Zend/tests/multibyte/multibyte_encoding_003.phpt
is demonstrated for running sources with UTF-16 LE encoding that output Hello World correctly.
Zend/tests/multibyte/multibyte_encoding_003.phpt
--TEST--
Zend Multibyte and UTF-16 BOM
--SKIPIF--
<?php
if (!in_array("zend.detect_unicode", array_keys(ini_get_all()))) {
die("skip Requires configure --enable-zend-multibyte option");
}
if (!extension_loaded("mbstring")) {
die("skip Requires mbstring extension");
}
?>
--INI--
zend.multibyte=1
mbstring.internal_encoding=iso-8859-1
--FILE--
<?php
print "Hello World\n";
?>
===DONE===
--EXPECT--
Hello World
===DONE===
$ run-tests.php --keep-php --show-out --show-php Zend/tests/multibyte/multibyte_encoding_003.phpt
... skip some trivial message ...
Running selected tests.
TEST 1/1 [multibyte_encoding_003.phpt]
========TEST========
<?php
print "Hello World\n";
?>
===DONE===
========DONE========
========OUT========
Hello World
===DONE===
========DONE========
PASS Zend Multibyte and UTF-16 BOM [multibyte_encoding_003.phpt]
=====================================================================
Number of tests : 1 1
Tests skipped : 0 ( 0.0%) --------
Tests warned : 0 ( 0.0%) ( 0.0%)
Tests failed : 0 ( 0.0%) ( 0.0%)
Expected fail : 0 ( 0.0%) ( 0.0%)
Tests passed : 1 (100.0%) (100.0%)
---------------------------------------------------------------------
Time taken : 0 seconds
=====================================================================
$ file multibyte_encoding_003.php
multibyte_encoding_003.php: PHP script text, Little-endian UTF-16 Unicode text
Another example is Zend/tests/multibyte/multibyte_encoding_004.phpt
, It runs source which encoded with Shift JIS.

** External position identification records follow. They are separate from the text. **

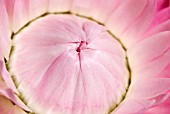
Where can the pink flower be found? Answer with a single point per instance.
(85, 56)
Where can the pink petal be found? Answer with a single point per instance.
(66, 78)
(160, 109)
(133, 106)
(129, 27)
(8, 93)
(4, 30)
(150, 88)
(37, 8)
(20, 14)
(154, 56)
(160, 23)
(60, 5)
(7, 107)
(25, 11)
(96, 9)
(161, 4)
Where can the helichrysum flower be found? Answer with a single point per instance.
(85, 56)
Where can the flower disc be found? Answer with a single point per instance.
(65, 64)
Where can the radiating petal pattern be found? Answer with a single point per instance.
(99, 9)
(70, 71)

Zend/tests/multibyte/multibyte_encoding_004.phpt (Note: Some Japanese characters are not display correctly because of mixing encoding in one file and LC_MESSAGE
is set to UTF-8
)
--TEST--
test for mbstring script_encoding for flex unsafe encoding (Shift_JIS)
--SKIPIF--
<?php
if (!in_array("zend.detect_unicode", array_keys(ini_get_all()))) {
die("skip Requires configure --enable-zend-multibyte option");
}
if (!extension_loaded("mbstring")) {
die("skip Requires mbstring extension");
}
?>
--INI--
zend.multibyte=1
zend.script_encoding=Shift_JIS
mbstring.internal_encoding=Shift_JIS
--FILE--
<?php
function \\\($)
{
echo $;
}
\\\("h~t@\");
?>
--EXPECT--
h~t@\
$ run-tests.php --keep-php --show-out --show-php
./multibyte_encoding_004.phpt
... skip some trivial message ...
Running selected tests.
TEST 1/1 [multibyte_encoding_004.phpt]
========TEST========
<?php
function \\\($)
{
echo $;
}
\\\("h~t@\");
?>
========DONE========
========OUT========
h~t@\
========DONE========
PASS test for mbstring script_encoding for flex unsafe encoding (Shift_JIS) [multibyte_encoding_004.phpt]

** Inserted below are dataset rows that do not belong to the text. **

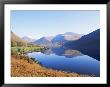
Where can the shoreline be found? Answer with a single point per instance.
(23, 66)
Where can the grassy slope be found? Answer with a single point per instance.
(21, 67)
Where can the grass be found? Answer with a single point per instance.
(22, 66)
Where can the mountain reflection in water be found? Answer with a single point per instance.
(67, 60)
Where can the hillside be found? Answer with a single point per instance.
(58, 39)
(16, 40)
(28, 39)
(23, 67)
(88, 44)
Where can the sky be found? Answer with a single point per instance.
(36, 24)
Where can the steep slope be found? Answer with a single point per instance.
(27, 39)
(88, 44)
(16, 40)
(57, 40)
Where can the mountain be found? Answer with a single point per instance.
(88, 44)
(27, 39)
(16, 40)
(45, 41)
(57, 40)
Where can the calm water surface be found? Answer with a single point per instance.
(69, 61)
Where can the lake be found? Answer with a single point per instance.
(67, 60)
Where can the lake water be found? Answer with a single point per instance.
(70, 60)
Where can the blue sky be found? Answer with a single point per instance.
(36, 24)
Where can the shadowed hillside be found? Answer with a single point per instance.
(88, 44)
(16, 40)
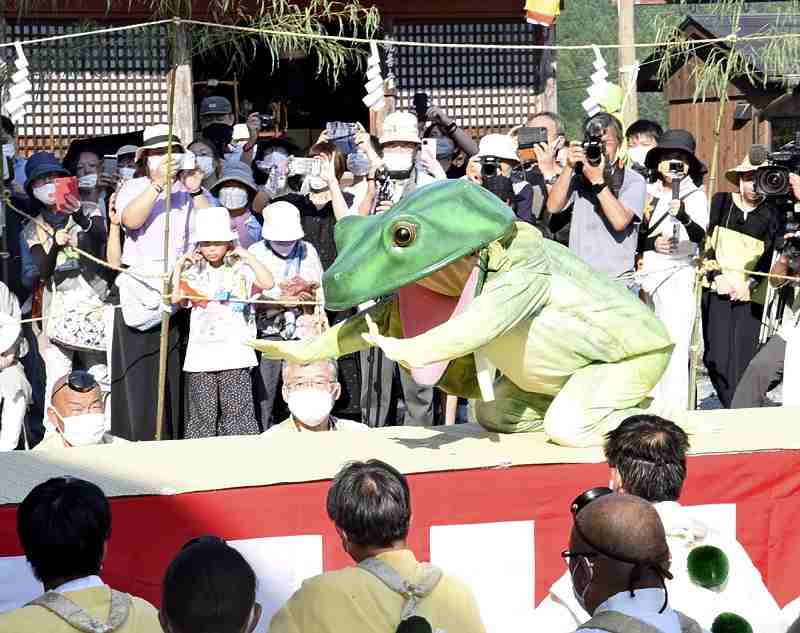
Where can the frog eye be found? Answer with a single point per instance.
(404, 234)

=====================================================================
Number of tests : 1 1
Tests skipped : 0 ( 0.0%) --------
Tests warned : 0 ( 0.0%) ( 0.0%)
Tests failed : 0 ( 0.0%) ( 0.0%)
Expected fail : 0 ( 0.0%) ( 0.0%)
Tests passed : 1 (100.0%) (100.0%)
---------------------------------------------------------------------
Time taken : 0 seconds
=====================================================================
$ file Zend/tests/multibyte/multibyte_encoding_004.php
multibyte_encoding_004.php: PHP script text, Non-ISO extended-ASCII text
$ cat Zend/tests/multibyte/multibyte_encoding_004.php | iconv -f SJIS -t utf-8
<?php
function 予蚕能($引数)
{
echo $引数;
}
予蚕能("ドレミファソ");
?>
Is it possible to encode string literals in PHP in some non-ASCII
compatible encoding like UTF-16, UTF-32 or some other such non-ASCII
compatible encoding? If yes then will the strings literals encoded in
such one of the non-ASCII compatible encoding work with mb_string_*
functions? If no, then what's the reason?

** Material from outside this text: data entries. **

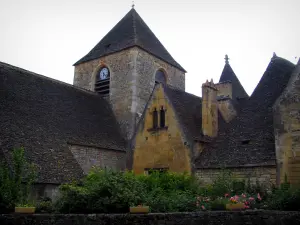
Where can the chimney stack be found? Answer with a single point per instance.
(209, 109)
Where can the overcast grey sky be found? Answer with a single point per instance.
(48, 36)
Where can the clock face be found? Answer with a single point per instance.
(104, 73)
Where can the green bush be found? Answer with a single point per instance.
(15, 181)
(105, 191)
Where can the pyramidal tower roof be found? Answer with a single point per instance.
(228, 75)
(130, 31)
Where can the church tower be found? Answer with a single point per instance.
(124, 67)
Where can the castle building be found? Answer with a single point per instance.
(128, 109)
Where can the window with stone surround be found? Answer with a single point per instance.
(155, 119)
(160, 77)
(148, 171)
(158, 119)
(102, 82)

The answer to the first question is yes, The tests for Zend Multibyte
is convincingly demonstrated. The answer for the second question is also yes if given the correct encoding hints to mb_string_*
.
Suppose, Zend Multibyte is enabled and I've set the internal encoding
to a compatible superset of ASCII, such as UTF-8 or ISO-8859-1 or some
other non-ASCII compatible encoding. Now, can I declare the encoding
which is not a compatible superset of ASCII, such as UTF-16 or UTF-32
in the script file?
If yes, then in this case what encoding the string literals would get
encoded in? If no, then what's the reason?
Yes, The output generated by second command is UTF-32 encoding (Represents single character as 4 bytes)
$ echo -e '<?php\necho "Hello 中文";' | php | hexdump -C
00000000 48 65 6c 6c 6f 20 e4 b8 ad e6 96 87 |Hello ......|
0000000c
$ echo '<?php\\necho "Hello 中文";' | iconv -t utf-16 | php -d zend.multibyte=1 -d zend.script_encoding=UTF-16 -d mbstring.internal_encoding=UTF-32 | hexdump -C
00000000 00 00 00 48 00 00 00 65 00 00 00 6c 00 00 00 6c |...H...e...l...l|
00000010 00 00 00 6f 00 00 00 20 00 00 4e 2d 00 00 65 87 |...o... ..N-..e.|
00000020
Also, explain me how does this encoding thing work for string literals
if Zend Multibyte is enabled?
Zend Multibyte feature is implemented on Zend/zend_multibyte.c, Let Zend engine knows more encoding other than Ascii and UTF-8, It is only the interface for encoding stuff, because the default implementation is dummy function, The real implementation is the mbstring
extension, Therefore, mbstring
is mandatory extension to get multibyte support when loaded.
$ php -m | grep mbstring
mbstring
$ php -n -m | grep mbstring # -n disable mbstring, No configuration (ini) files will be used.
$ echo -e '<?php\n echo "Hello 中文\n"; ' | iconv -t utf-16 | php -n -d zend.multibyte=1
Fatal error: Could not convert the script from the detected encoding "UTF-32LE" to a compatible encoding in Unknown on line 0
How to enable the Zend Multibyte? What's the main intention behind
turning it On? When it is required to turn it On?
Declare zend.multibyte=1 in php.ini will enable parsing of source files in multibyte encodings, Also you can pass -d zend.multibyte=1
to PHP cli executable as above example to enable multibyte support in PHP Zend engine.